Highlights of some docket dynamics in first “ScotusCrim” column at SCOTUSblog
I am pleased to see the launch of a new column at SCOTUSblog, being called “ScotusCrim” and being authored by Rory Little to focus “on intersections between the Supreme Court and criminal law.” The initial installment is titled “The criminal side of the docket is not what you think,” and I recommend the full entry. Here are some snippets:
Determining what exactly constitutes the Supreme Court’s “criminal docket” is an inexact science. Various cases that are technically “civil” – for example, habeas corpus petitions involving criminal sentences – are thought of as “criminal cases” by many. So too “civil” actions founded on claims of criminal procedure violations….
[M]any court observers are surprised to hear that every term, year in and year out, a significant bulk of the Supreme Court’s merits opinions address “criminal law and related” cases. By my own (perhaps idiosyncratic) categorization, the percentage of this on the docket has not been less than 25% in the past 50 years. For the 2024-25 term, it was over 40%, which is not abnormally high.

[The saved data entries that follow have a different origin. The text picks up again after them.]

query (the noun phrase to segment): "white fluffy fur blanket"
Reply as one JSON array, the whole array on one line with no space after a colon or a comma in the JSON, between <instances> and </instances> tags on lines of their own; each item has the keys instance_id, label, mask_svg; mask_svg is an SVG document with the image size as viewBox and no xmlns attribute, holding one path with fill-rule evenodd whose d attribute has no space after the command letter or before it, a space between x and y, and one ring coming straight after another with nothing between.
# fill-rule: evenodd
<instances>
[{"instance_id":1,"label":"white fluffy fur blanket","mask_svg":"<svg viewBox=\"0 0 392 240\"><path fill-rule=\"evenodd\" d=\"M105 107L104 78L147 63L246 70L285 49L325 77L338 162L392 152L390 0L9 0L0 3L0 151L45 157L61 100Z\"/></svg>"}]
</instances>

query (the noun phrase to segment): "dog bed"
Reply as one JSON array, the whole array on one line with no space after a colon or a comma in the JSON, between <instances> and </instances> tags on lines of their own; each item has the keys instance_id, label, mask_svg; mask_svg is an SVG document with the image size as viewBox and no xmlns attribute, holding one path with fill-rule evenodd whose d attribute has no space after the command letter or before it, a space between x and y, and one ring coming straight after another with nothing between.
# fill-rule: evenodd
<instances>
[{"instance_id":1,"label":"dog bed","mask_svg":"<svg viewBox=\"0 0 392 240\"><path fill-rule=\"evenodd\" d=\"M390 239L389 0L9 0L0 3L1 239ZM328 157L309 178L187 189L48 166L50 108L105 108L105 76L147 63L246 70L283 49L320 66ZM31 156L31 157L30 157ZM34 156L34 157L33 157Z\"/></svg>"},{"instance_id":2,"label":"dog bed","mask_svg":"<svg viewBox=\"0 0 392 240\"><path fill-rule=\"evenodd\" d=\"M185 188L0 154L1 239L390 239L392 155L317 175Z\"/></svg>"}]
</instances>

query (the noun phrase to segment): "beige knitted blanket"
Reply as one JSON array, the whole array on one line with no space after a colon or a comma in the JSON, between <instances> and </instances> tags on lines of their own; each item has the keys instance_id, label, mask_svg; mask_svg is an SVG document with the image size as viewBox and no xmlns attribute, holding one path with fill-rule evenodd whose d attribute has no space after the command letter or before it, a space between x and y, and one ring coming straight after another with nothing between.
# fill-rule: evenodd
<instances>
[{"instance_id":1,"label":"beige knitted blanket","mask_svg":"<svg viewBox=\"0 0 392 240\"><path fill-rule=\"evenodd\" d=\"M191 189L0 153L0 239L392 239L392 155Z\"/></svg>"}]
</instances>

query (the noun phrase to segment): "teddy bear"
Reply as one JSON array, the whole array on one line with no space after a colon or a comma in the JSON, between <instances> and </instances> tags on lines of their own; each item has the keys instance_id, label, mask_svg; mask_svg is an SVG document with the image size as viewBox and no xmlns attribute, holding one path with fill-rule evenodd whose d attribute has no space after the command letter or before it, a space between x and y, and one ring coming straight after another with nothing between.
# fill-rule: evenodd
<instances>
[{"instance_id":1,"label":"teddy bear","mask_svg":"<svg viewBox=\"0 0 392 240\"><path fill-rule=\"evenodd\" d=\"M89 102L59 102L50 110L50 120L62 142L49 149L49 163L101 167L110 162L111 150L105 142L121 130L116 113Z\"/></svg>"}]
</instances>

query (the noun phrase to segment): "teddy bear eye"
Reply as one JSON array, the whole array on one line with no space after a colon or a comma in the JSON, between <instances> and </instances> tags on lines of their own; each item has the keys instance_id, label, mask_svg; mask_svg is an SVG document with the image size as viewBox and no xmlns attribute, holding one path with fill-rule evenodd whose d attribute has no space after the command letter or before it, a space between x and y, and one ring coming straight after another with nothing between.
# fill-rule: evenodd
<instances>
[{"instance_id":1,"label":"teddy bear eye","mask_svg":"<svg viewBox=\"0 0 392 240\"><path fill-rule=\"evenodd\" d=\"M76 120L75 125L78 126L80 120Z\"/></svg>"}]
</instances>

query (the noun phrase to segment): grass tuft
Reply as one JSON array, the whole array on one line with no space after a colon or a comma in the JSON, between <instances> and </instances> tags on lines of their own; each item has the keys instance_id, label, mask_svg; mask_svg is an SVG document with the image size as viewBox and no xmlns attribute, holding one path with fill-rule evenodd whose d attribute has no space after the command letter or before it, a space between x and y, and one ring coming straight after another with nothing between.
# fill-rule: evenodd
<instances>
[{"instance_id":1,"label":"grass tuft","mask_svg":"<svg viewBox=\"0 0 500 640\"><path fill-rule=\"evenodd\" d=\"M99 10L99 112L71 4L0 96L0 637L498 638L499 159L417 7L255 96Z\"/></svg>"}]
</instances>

Of the 67 decisions listed on the court’s own Opinions of the Court site, 29 are either answering criminal law issues or addressing topics of interest to criminal law practitioners.
[O]f these 29 CLAR (criminal law and related) cases, almost half — 14 of them — were “pure” criminal law decisions….. “Pure” does not mean that they were direct appeals of criminal convictions — for various reasons (perhaps to explore in a later column), the court hears relatively few such cases. But the issues these 14 cases evaluated were at the heart of criminal prosecution and defense. Overall, 14 “pure” criminal law cases of 67 court opinions is over one-fifth of the court’s entire merits docket.
I am already looking forward to more ScotusCrim posts, especially because I agree 100% with the observation that there is “a gap in Supreme Court coverage” with respect to criminal cases.